Outlook Bankers are starting to feel good again. Anyone who attended the last round of results presentations could see that for themselves. It was most notable at Lloyds, whose chief executive, Eric Daniels, accustomed to glowering at all and sundry, actually managed to crack a smile or two. Profits have returned. It's bonus time again!
So don't expect a repeat of this year when the chief executives, at least, fell over each other to give up their bonuses, at the next reporting season. Each bank will likely put up its chairman to explain that the numbers their chief executives have put up means that they thoroughly deserve to lap at the cream.
Except, according to a report by Standard & Poor's yesterday, they don't. If January shows a continuation of the banking sector's recovery, S&P's analysts say it won't be down to managements. To be fair, they do note that bank bosses have done some things to improve performance – largely by keeping a lid on costs. But it hardly takes inspired management to do that. Just ask Sir Fred "the shred" Goodwin, who regularly juiced his numbers when he needed with the help of redundancy programmes.

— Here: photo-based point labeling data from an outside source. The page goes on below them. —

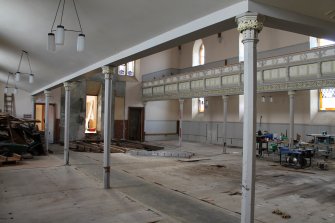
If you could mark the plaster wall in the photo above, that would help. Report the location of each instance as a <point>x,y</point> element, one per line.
<point>55,98</point>
<point>23,102</point>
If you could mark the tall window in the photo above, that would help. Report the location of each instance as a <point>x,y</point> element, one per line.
<point>202,54</point>
<point>318,42</point>
<point>327,99</point>
<point>201,104</point>
<point>127,69</point>
<point>198,53</point>
<point>240,48</point>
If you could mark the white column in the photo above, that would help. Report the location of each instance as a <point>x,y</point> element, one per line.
<point>124,119</point>
<point>181,112</point>
<point>224,129</point>
<point>145,107</point>
<point>33,108</point>
<point>249,24</point>
<point>108,72</point>
<point>67,87</point>
<point>46,121</point>
<point>291,135</point>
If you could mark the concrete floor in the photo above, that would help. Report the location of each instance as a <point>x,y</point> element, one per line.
<point>156,189</point>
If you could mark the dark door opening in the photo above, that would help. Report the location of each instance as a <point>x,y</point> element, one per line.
<point>136,123</point>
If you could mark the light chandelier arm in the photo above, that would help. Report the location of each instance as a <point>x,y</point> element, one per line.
<point>57,36</point>
<point>75,8</point>
<point>51,30</point>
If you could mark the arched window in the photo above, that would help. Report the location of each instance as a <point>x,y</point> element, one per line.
<point>327,99</point>
<point>198,53</point>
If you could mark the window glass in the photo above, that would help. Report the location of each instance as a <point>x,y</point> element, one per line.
<point>201,104</point>
<point>130,68</point>
<point>202,54</point>
<point>122,69</point>
<point>127,69</point>
<point>327,99</point>
<point>198,57</point>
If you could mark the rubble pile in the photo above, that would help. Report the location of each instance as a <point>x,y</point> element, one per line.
<point>19,136</point>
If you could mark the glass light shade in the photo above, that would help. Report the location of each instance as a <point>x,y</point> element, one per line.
<point>31,78</point>
<point>17,76</point>
<point>80,42</point>
<point>51,42</point>
<point>60,34</point>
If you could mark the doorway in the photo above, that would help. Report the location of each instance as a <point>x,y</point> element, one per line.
<point>136,123</point>
<point>40,115</point>
<point>91,114</point>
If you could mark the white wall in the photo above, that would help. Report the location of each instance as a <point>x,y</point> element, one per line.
<point>55,98</point>
<point>23,102</point>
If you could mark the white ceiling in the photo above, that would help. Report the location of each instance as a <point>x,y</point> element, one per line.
<point>119,29</point>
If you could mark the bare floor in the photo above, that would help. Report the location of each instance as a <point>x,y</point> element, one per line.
<point>205,188</point>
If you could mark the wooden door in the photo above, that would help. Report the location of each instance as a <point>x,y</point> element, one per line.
<point>136,123</point>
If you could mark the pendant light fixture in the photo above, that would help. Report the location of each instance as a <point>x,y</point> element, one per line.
<point>18,73</point>
<point>57,36</point>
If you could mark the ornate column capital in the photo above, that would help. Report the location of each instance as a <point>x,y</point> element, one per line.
<point>67,86</point>
<point>47,93</point>
<point>249,21</point>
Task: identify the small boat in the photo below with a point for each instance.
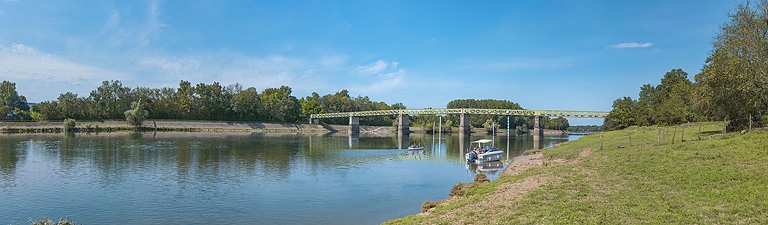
(488, 153)
(415, 147)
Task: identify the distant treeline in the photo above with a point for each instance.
(732, 85)
(215, 102)
(188, 102)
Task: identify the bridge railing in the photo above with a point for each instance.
(503, 112)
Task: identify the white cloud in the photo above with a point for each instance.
(631, 45)
(20, 62)
(374, 68)
(383, 83)
(42, 76)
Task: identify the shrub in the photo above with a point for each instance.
(69, 124)
(136, 115)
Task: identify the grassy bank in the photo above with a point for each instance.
(723, 180)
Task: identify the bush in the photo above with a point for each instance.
(136, 115)
(69, 124)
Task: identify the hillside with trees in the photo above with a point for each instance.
(732, 85)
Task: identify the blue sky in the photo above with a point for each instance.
(575, 55)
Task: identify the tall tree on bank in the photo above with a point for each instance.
(10, 100)
(734, 81)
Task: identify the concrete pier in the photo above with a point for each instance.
(538, 126)
(464, 143)
(538, 132)
(354, 125)
(403, 124)
(464, 124)
(403, 140)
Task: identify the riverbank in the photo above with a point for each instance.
(637, 177)
(186, 126)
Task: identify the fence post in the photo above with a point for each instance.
(682, 134)
(601, 142)
(699, 131)
(724, 126)
(673, 135)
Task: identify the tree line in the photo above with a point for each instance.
(732, 85)
(113, 101)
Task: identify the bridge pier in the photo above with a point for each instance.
(354, 125)
(403, 125)
(538, 126)
(464, 124)
(403, 140)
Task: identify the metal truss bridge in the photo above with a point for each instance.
(503, 112)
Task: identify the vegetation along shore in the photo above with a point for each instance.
(645, 179)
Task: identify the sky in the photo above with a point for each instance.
(548, 55)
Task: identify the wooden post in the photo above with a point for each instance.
(601, 142)
(682, 134)
(724, 126)
(699, 130)
(673, 135)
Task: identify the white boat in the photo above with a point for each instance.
(415, 147)
(489, 153)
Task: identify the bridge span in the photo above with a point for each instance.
(403, 116)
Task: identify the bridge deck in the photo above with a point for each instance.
(503, 112)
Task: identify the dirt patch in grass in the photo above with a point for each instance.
(522, 163)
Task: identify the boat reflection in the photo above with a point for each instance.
(485, 167)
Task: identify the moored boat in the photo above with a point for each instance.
(482, 153)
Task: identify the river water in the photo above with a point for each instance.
(228, 178)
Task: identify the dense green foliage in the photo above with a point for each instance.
(734, 81)
(69, 124)
(665, 104)
(733, 85)
(136, 115)
(12, 103)
(187, 102)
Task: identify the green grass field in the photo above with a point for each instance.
(723, 180)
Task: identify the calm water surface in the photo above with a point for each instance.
(227, 178)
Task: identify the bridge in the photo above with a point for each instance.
(464, 113)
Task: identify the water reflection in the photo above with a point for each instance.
(152, 178)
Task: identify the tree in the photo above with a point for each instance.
(10, 99)
(136, 115)
(311, 104)
(734, 80)
(247, 105)
(622, 115)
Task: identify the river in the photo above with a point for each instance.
(228, 178)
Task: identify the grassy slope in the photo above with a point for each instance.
(723, 180)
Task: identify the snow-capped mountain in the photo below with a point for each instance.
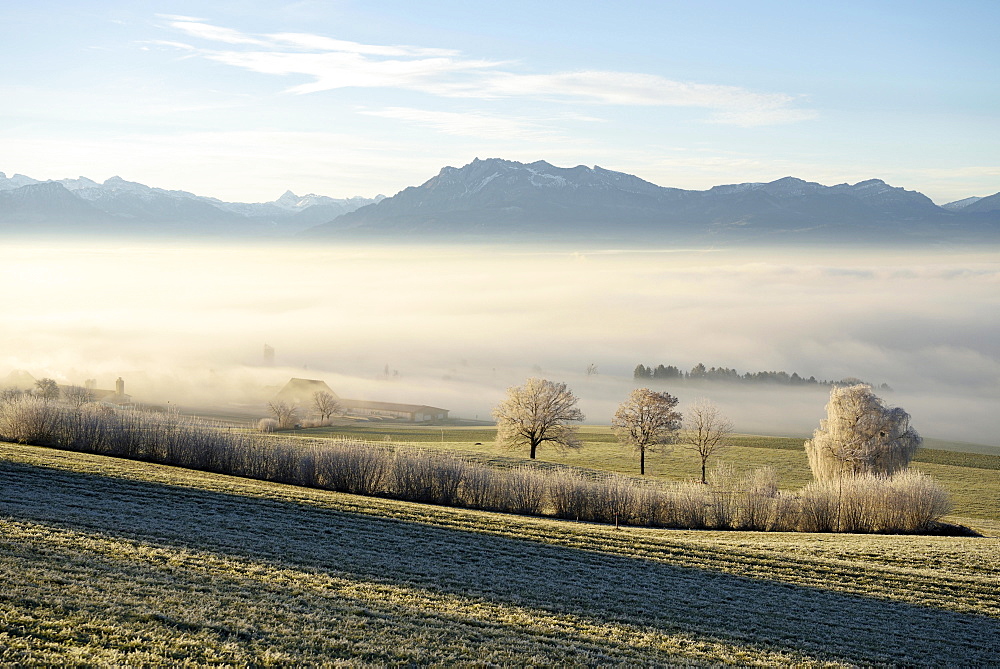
(120, 206)
(500, 199)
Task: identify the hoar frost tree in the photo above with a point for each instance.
(325, 404)
(705, 432)
(539, 412)
(286, 414)
(47, 389)
(861, 435)
(645, 421)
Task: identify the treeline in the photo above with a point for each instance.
(701, 373)
(907, 502)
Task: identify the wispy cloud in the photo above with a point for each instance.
(472, 124)
(335, 64)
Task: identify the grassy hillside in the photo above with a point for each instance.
(109, 561)
(972, 479)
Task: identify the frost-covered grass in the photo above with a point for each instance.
(971, 479)
(108, 561)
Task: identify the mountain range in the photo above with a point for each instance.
(501, 200)
(125, 207)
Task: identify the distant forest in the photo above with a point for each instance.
(701, 373)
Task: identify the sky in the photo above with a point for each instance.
(244, 100)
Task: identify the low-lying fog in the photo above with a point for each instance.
(455, 326)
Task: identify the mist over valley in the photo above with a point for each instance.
(453, 326)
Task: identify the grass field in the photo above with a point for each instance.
(972, 479)
(108, 561)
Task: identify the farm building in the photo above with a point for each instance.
(301, 392)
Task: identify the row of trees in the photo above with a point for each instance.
(542, 412)
(701, 373)
(908, 502)
(860, 435)
(286, 416)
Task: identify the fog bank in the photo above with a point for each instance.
(454, 326)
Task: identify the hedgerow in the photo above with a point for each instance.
(905, 502)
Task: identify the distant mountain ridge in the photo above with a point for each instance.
(501, 199)
(125, 207)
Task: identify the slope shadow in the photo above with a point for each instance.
(598, 586)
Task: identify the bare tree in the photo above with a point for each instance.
(861, 435)
(286, 414)
(537, 413)
(325, 404)
(77, 396)
(47, 389)
(645, 421)
(705, 431)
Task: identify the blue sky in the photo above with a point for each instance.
(242, 100)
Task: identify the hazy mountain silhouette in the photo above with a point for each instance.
(124, 207)
(501, 199)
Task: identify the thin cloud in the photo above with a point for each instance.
(335, 64)
(472, 124)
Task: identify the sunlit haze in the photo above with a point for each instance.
(243, 101)
(455, 326)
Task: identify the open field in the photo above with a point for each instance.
(972, 479)
(112, 561)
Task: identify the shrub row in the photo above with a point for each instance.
(906, 502)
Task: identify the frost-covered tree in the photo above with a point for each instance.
(325, 404)
(705, 432)
(646, 420)
(537, 413)
(286, 414)
(47, 389)
(860, 435)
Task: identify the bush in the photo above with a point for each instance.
(906, 502)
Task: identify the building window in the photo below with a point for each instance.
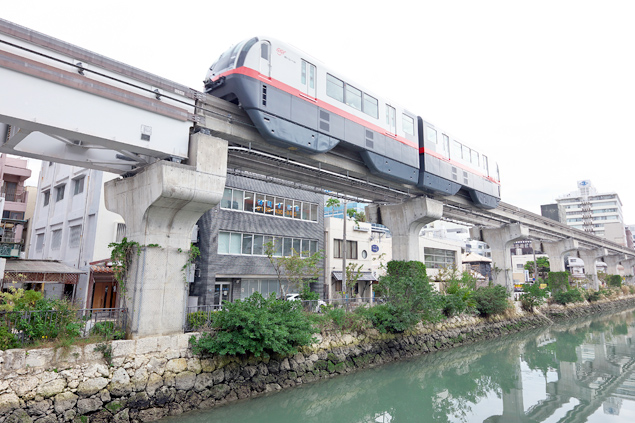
(250, 244)
(78, 185)
(251, 202)
(56, 239)
(39, 243)
(74, 236)
(351, 249)
(59, 192)
(436, 258)
(121, 232)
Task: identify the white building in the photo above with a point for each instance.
(71, 223)
(366, 244)
(598, 213)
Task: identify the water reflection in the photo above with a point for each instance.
(574, 373)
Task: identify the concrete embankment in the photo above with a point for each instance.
(150, 378)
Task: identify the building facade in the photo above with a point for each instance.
(599, 213)
(13, 173)
(71, 224)
(368, 250)
(232, 239)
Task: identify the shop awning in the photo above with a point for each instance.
(40, 271)
(365, 277)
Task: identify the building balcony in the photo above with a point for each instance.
(9, 248)
(15, 196)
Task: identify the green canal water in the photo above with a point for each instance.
(578, 372)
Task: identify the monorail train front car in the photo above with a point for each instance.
(296, 102)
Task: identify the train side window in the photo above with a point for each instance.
(390, 119)
(334, 88)
(371, 106)
(408, 125)
(455, 153)
(431, 134)
(353, 97)
(475, 161)
(466, 153)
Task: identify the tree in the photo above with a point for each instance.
(299, 271)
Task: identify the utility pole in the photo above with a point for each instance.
(344, 251)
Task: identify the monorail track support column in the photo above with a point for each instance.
(556, 252)
(612, 261)
(160, 205)
(405, 222)
(501, 241)
(589, 257)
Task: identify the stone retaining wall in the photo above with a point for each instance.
(154, 377)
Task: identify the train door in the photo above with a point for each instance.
(445, 149)
(308, 78)
(391, 119)
(265, 59)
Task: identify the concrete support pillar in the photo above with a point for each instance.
(160, 205)
(556, 252)
(405, 221)
(501, 241)
(628, 266)
(612, 261)
(589, 257)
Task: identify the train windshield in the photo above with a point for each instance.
(226, 60)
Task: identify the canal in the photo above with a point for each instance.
(581, 371)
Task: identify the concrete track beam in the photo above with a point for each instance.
(160, 205)
(501, 241)
(405, 222)
(556, 252)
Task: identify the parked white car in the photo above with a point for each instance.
(296, 297)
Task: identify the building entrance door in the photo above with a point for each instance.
(221, 293)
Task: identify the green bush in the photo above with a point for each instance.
(558, 281)
(257, 325)
(491, 300)
(570, 296)
(592, 295)
(7, 339)
(458, 298)
(410, 298)
(614, 280)
(533, 296)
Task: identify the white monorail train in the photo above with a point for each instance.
(296, 102)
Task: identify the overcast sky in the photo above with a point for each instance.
(547, 88)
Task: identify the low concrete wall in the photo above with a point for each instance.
(158, 376)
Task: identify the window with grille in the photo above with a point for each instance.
(39, 243)
(74, 236)
(59, 192)
(56, 239)
(78, 185)
(121, 232)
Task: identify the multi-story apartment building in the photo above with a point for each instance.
(13, 173)
(367, 244)
(232, 238)
(71, 225)
(591, 211)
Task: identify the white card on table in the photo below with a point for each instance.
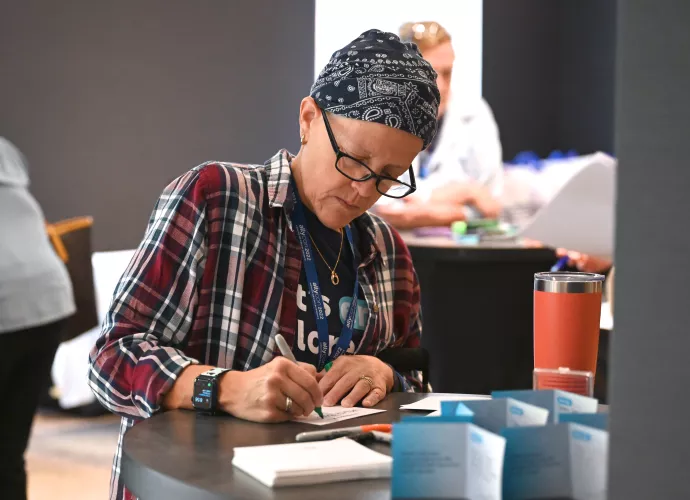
(333, 414)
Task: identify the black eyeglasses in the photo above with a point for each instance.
(357, 171)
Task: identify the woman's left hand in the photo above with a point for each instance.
(346, 380)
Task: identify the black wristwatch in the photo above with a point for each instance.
(205, 398)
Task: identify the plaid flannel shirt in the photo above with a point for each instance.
(215, 279)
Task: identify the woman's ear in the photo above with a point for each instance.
(308, 113)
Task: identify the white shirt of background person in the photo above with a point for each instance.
(468, 150)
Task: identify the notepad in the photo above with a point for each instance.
(311, 463)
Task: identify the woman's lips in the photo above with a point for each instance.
(347, 205)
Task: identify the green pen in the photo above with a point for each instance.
(318, 410)
(287, 353)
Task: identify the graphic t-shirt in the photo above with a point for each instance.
(336, 298)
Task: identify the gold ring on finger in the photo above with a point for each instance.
(368, 380)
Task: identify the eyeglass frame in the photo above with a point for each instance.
(372, 175)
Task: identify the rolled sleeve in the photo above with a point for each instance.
(138, 356)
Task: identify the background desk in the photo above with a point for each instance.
(179, 455)
(477, 312)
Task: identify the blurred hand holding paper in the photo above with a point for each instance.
(581, 216)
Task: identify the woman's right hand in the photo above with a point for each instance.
(260, 395)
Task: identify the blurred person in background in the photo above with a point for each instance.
(460, 175)
(35, 299)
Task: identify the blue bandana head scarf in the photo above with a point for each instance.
(377, 78)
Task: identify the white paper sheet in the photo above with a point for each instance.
(581, 215)
(433, 403)
(333, 414)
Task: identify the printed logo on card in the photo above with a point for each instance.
(582, 435)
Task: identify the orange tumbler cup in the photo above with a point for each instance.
(567, 310)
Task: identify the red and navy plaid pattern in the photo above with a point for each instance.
(215, 279)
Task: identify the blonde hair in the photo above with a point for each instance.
(426, 34)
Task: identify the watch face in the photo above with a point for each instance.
(203, 394)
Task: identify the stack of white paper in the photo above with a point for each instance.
(310, 463)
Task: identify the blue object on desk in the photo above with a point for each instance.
(560, 264)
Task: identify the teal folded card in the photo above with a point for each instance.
(496, 414)
(440, 458)
(563, 461)
(557, 402)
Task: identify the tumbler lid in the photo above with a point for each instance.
(565, 282)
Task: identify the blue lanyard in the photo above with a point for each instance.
(315, 289)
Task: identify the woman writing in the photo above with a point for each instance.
(236, 254)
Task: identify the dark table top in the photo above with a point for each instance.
(446, 249)
(181, 455)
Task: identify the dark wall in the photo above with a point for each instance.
(650, 447)
(109, 101)
(548, 73)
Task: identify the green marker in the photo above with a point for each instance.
(318, 410)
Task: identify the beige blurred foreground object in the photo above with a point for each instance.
(70, 458)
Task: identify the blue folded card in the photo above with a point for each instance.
(563, 461)
(596, 420)
(436, 457)
(557, 402)
(495, 414)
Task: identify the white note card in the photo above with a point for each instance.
(333, 414)
(433, 403)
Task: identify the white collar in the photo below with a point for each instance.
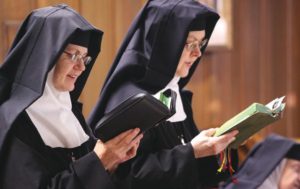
(53, 117)
(179, 114)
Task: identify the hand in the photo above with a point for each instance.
(119, 149)
(205, 144)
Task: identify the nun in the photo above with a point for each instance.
(44, 139)
(161, 51)
(272, 164)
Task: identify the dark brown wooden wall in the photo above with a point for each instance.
(263, 63)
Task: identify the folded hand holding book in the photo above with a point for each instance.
(141, 110)
(251, 120)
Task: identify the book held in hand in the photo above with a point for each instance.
(251, 120)
(141, 110)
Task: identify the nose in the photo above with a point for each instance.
(197, 52)
(80, 65)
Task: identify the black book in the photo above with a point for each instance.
(141, 110)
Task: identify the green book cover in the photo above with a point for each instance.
(251, 120)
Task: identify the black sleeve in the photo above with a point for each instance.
(170, 168)
(25, 168)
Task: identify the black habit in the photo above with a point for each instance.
(262, 161)
(146, 62)
(25, 161)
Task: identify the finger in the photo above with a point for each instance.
(209, 132)
(133, 143)
(121, 136)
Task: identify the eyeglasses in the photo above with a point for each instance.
(193, 45)
(77, 57)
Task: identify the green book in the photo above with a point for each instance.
(251, 120)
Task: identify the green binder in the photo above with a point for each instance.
(251, 120)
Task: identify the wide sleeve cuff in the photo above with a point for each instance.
(91, 172)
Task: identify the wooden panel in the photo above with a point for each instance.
(75, 4)
(12, 13)
(262, 64)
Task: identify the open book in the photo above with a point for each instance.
(251, 120)
(141, 110)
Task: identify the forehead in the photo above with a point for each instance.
(72, 47)
(196, 35)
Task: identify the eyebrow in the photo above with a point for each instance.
(195, 38)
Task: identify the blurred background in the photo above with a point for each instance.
(254, 56)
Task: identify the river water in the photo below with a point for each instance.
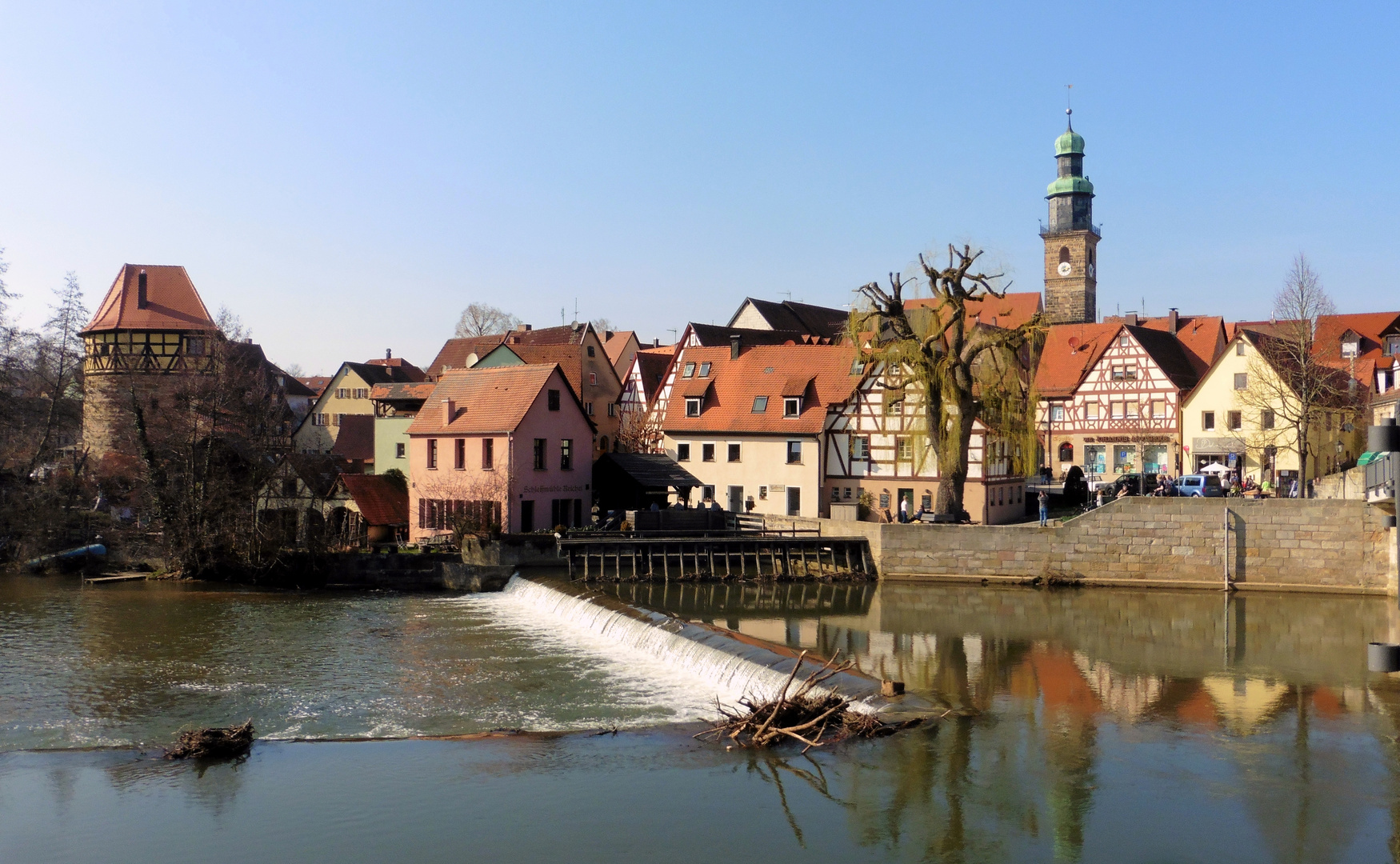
(1114, 726)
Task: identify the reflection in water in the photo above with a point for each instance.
(1109, 726)
(1243, 679)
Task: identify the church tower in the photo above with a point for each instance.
(1071, 238)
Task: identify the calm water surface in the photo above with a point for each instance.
(1116, 726)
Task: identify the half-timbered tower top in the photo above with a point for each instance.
(151, 297)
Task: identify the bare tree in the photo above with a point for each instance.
(1291, 386)
(482, 319)
(961, 369)
(59, 366)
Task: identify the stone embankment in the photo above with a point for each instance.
(1280, 544)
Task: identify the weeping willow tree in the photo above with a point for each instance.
(965, 369)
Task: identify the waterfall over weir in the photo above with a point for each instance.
(735, 664)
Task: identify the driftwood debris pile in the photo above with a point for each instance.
(214, 742)
(806, 716)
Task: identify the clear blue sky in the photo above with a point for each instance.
(347, 177)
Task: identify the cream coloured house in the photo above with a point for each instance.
(1220, 425)
(750, 423)
(347, 394)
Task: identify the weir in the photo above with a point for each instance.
(731, 662)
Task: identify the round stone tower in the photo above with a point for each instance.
(149, 335)
(1071, 237)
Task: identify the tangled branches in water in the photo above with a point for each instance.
(213, 742)
(804, 714)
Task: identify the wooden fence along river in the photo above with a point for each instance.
(742, 550)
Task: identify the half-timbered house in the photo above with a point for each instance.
(1110, 395)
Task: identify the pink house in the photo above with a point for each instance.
(507, 444)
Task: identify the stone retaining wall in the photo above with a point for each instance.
(1278, 544)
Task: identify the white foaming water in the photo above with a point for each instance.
(658, 645)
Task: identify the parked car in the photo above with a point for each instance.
(1133, 482)
(1200, 486)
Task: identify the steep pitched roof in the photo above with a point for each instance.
(569, 334)
(1069, 354)
(716, 335)
(356, 438)
(1010, 311)
(317, 471)
(386, 374)
(765, 371)
(455, 353)
(1370, 326)
(171, 302)
(618, 343)
(380, 500)
(798, 317)
(653, 364)
(1170, 356)
(402, 391)
(1203, 336)
(317, 384)
(487, 399)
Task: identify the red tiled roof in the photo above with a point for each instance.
(1069, 354)
(171, 302)
(615, 346)
(356, 438)
(565, 356)
(765, 371)
(487, 399)
(381, 500)
(1368, 325)
(1010, 311)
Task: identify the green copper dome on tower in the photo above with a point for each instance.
(1070, 142)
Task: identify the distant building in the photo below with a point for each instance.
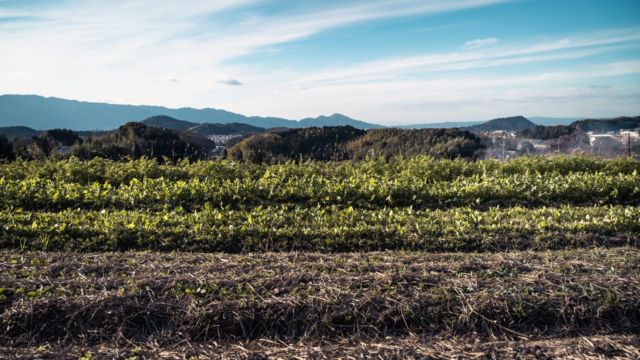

In the view of S&P, "the more important contributory factors [to the improvement in performance] were the developments beyond the control of the banks' management". These were government stimulus packages, the partial recovery of property markets, and the relatively resilient employment market. S&P doesn't believe bank managements will be able to do much to influence future performance either, which will depend largely on the economy and how this impacts on loan losses. In other words, this time they got lucky and about the best they can do over the coming months is hope that they get lucky again. S&P's report is worth filing away for when bank bosses start talking about how they deserve the multimillion-pound bonuses they will be paying themselves at the end of the year.